Aucune procédure de validation avant diffusion de ces instruments n'est obligatoire. L'utilisateur est réduit à explorer, tester et choisir l'outil qui lui convient le mieux ; et à le tester régulièrement en matière de mise à jour.
L'entretien thérapeutique est indispensable
Éviter les effets indésirables par interactions médicamenteuses doit être l'une des préoccupations quand on constitue son propre répertoire de médicaments et lors de sa mise à jour régulière.
En limitant volontairement ses prescriptions à quelques dizaines de médicaments couvrant l'ensemble des troubles rencontrés dans l'exercice quotidien, il est possible de bien connaître ceux que l'on prescrit, ainsi que leurs risques d'interactions.
Le problème devient plus compliqué dès que les patients sont suivis simultanément par plusieurs médecins. Il l'est aussi pour les pharmaciens qui doivent connaître l'ensemble des médicaments qu'ils sont susceptibles d'être amenés à délivrer ou à conseiller.
L'entretien thérapeutique, par les prescripteurs et par les pharmaciens, est indispensable pour connaître l'ensemble des médicaments que les patients consomment, sur prescription médicale, sur conseil pharmaceutique ou en automédication.
Cet entretien avec le patient (ou parfois son entourage) permet aussi de repérer les situations cliniques, les médicaments et les groupes pharmacologiques à risques.
Réfléchir avant d'agir et agir sur mesure
Avant d'ajouter un nième médicament à une ordonnance, mieux vaut mettre en balance, avec le patient, les risques encourus et les bénéfices prévisibles, ainsi que les autres solutions possibles. Et dans ce cadre, "penser interactions" est une nécessité.
Ne pas ajouter trop vite, ne pas retirer trop vite
L'erreur la plus évidente est bien sûr de prescrire ou dispenser "sans le savoir", et sans surveillance, deux médicaments à risque d'interaction majeure.
Mais une autre erreur, parfois tout aussi néfaste, est le déséquilibre brutal d'un traitement polymédicamenteux jusque-là équilibré et satisfaisant, à la suite du retrait d'un médicament, sous le prétexte qu'il est retrouvé dans une liste de médicaments à risque d'interactions.
Peser à chaque fois le pour et le contre
La prévention des effets indésirables par interactions ne se résume pas non plus à ne prescrire et ne dispenser que des médicaments sans risque d'interaction connue, mais dont l'efficacité n'est pas démontrée.

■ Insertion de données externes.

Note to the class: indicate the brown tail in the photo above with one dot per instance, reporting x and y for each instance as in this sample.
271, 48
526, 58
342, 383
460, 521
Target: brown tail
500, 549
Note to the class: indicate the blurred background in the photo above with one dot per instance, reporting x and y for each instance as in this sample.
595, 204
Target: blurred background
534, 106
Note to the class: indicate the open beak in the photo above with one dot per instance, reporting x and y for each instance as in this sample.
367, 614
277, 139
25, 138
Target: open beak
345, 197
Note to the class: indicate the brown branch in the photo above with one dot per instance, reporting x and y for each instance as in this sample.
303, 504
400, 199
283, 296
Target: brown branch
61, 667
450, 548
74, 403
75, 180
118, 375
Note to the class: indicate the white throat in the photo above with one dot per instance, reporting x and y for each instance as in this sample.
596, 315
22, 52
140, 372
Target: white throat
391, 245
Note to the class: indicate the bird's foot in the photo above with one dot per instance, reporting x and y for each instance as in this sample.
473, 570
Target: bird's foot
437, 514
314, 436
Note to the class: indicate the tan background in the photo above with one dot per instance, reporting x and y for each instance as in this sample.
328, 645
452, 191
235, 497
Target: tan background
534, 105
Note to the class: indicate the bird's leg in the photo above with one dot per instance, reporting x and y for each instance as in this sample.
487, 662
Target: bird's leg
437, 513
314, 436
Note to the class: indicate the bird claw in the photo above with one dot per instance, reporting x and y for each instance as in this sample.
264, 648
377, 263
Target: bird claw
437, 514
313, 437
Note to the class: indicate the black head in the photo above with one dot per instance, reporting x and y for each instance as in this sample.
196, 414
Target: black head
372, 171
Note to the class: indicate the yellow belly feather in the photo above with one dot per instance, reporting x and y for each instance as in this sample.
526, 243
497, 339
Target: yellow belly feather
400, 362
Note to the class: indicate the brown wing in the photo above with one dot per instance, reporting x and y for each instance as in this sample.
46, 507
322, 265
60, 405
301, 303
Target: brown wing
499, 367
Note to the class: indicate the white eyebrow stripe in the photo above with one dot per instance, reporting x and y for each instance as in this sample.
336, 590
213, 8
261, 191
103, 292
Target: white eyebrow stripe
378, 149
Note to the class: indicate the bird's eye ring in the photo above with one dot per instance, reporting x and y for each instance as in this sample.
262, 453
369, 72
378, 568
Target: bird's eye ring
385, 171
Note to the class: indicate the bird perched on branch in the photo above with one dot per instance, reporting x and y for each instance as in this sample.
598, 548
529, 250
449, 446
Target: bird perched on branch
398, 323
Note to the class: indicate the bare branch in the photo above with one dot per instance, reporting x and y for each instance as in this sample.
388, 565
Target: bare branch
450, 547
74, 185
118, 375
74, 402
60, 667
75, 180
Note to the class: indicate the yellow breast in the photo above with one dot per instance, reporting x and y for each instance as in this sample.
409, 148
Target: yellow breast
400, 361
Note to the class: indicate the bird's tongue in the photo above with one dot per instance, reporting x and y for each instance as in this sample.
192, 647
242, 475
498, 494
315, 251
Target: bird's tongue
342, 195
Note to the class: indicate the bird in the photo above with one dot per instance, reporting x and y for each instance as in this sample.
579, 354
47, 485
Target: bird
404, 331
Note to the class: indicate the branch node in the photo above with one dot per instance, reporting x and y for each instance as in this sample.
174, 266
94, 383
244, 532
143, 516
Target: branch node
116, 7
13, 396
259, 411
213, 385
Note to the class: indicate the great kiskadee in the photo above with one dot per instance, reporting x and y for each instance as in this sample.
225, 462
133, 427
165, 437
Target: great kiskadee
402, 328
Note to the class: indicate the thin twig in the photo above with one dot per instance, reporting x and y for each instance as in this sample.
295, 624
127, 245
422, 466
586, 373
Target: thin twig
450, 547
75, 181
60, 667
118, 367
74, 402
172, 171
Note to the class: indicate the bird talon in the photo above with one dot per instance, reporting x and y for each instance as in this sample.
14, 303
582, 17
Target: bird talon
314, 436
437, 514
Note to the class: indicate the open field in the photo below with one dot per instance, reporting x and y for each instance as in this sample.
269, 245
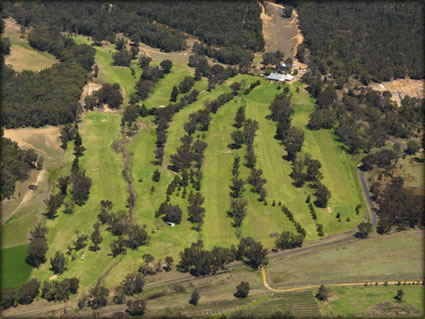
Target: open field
393, 256
104, 167
21, 213
14, 270
411, 168
22, 56
374, 301
113, 74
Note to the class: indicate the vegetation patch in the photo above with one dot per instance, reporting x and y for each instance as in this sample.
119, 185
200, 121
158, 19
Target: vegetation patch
14, 270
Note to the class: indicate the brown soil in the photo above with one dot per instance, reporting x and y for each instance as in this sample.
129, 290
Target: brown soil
23, 136
280, 33
88, 90
401, 87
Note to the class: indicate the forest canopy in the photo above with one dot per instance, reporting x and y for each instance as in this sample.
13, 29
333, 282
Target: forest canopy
155, 23
372, 40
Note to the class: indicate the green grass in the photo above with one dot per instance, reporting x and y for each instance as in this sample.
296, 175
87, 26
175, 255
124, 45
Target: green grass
113, 74
104, 167
355, 301
14, 270
397, 256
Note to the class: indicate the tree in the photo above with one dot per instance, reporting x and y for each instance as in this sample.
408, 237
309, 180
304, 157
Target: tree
148, 258
7, 298
98, 296
238, 210
240, 117
81, 185
134, 51
81, 241
235, 168
194, 299
186, 84
254, 251
156, 176
412, 147
166, 66
28, 292
63, 184
237, 187
250, 157
118, 247
96, 237
122, 58
293, 142
120, 44
287, 240
238, 138
38, 246
110, 94
133, 283
322, 195
144, 61
174, 94
136, 307
399, 296
168, 263
364, 229
242, 290
137, 236
322, 293
58, 263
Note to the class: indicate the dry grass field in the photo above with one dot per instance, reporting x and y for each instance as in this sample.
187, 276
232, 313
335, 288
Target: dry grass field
22, 56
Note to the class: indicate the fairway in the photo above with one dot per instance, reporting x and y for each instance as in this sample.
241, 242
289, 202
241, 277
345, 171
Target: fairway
113, 74
104, 167
14, 270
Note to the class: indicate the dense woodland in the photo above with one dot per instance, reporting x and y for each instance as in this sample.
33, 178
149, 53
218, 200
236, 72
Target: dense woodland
15, 165
52, 95
369, 40
225, 24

La prévention des conséquences cliniques négatives des interactions ne se réduit pas à des comportements du type "tout ou rien" traduisibles par une machine informatique.

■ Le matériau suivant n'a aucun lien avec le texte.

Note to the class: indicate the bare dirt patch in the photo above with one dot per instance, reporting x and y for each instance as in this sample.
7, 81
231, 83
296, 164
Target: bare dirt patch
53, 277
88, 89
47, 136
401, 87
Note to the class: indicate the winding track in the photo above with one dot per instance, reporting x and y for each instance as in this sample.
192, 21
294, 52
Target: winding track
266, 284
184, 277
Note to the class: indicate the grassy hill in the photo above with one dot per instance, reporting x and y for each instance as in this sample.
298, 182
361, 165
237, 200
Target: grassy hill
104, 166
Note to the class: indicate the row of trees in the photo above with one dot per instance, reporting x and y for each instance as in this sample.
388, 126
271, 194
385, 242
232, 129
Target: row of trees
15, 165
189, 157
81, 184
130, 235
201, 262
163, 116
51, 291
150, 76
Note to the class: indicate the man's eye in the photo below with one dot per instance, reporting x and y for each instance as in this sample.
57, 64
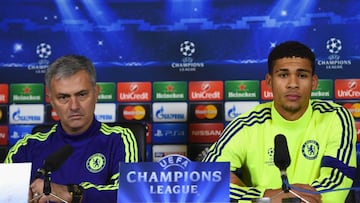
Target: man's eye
302, 75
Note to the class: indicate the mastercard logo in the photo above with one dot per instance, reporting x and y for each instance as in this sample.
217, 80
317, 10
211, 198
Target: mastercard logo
206, 111
134, 112
354, 109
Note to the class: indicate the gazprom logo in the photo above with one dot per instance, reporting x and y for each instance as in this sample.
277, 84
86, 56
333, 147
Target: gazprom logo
170, 112
26, 114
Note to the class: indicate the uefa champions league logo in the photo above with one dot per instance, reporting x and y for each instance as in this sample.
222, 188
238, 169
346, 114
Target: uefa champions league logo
334, 47
43, 50
187, 49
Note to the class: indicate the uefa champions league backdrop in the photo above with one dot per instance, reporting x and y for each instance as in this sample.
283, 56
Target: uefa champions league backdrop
152, 41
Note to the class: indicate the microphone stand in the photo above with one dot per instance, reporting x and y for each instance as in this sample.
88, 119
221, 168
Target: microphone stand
47, 186
286, 187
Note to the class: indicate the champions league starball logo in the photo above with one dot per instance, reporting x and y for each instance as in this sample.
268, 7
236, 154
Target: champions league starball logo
174, 178
187, 49
43, 51
334, 47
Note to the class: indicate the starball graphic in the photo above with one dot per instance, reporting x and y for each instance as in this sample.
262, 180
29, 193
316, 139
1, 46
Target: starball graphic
334, 47
187, 49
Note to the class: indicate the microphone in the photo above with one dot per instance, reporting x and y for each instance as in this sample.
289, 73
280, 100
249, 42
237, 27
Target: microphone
56, 159
282, 159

Quelquefois, finalement assez rarement, il faut absolument éviter une association dont les dangers dépassent largement les bénéfices prévisibles.
Beaucoup plus souvent, le risque n'est pas majeur, mais comme « le jeu n'en vaut pas la chandelle », il vaut mieux éviter l'association.
Quelquefois, l'association est justifiable, à condition de la mettre en œuvre sous une surveillance rapprochée.
C'est pour cela que la gestion des risques des interactions médicamenteuses relève surtout de la réflexion des professionnels de santé, et de celle des patients concernés, qui ont tout intérêt à être informés et associés au processus, et que cette gestion relève peu de processus informatiques.
a- Dans le cas de médicaments impliqués dans de nombreuses interactions, un moyen simple et utile, en plus ou à la place des dispositifs informatiques, consiste à les repérer par une technique de rangement adaptée (du type pastille de couleur sur le rayon par exemple).
b- Pour adapter la posologie des médicaments, la formule CKD-EPI corrigée en prenant en compte la surface corporelle réelle des patients est une formule adaptée pour estimer le débit de filtration glomérulaire chez la plupart des patients. La formule de Cockcroft-Gault est en général plus adaptée pour calculer les doses de médicaments chez les patients âgés ou ayant une faible masse musculaire.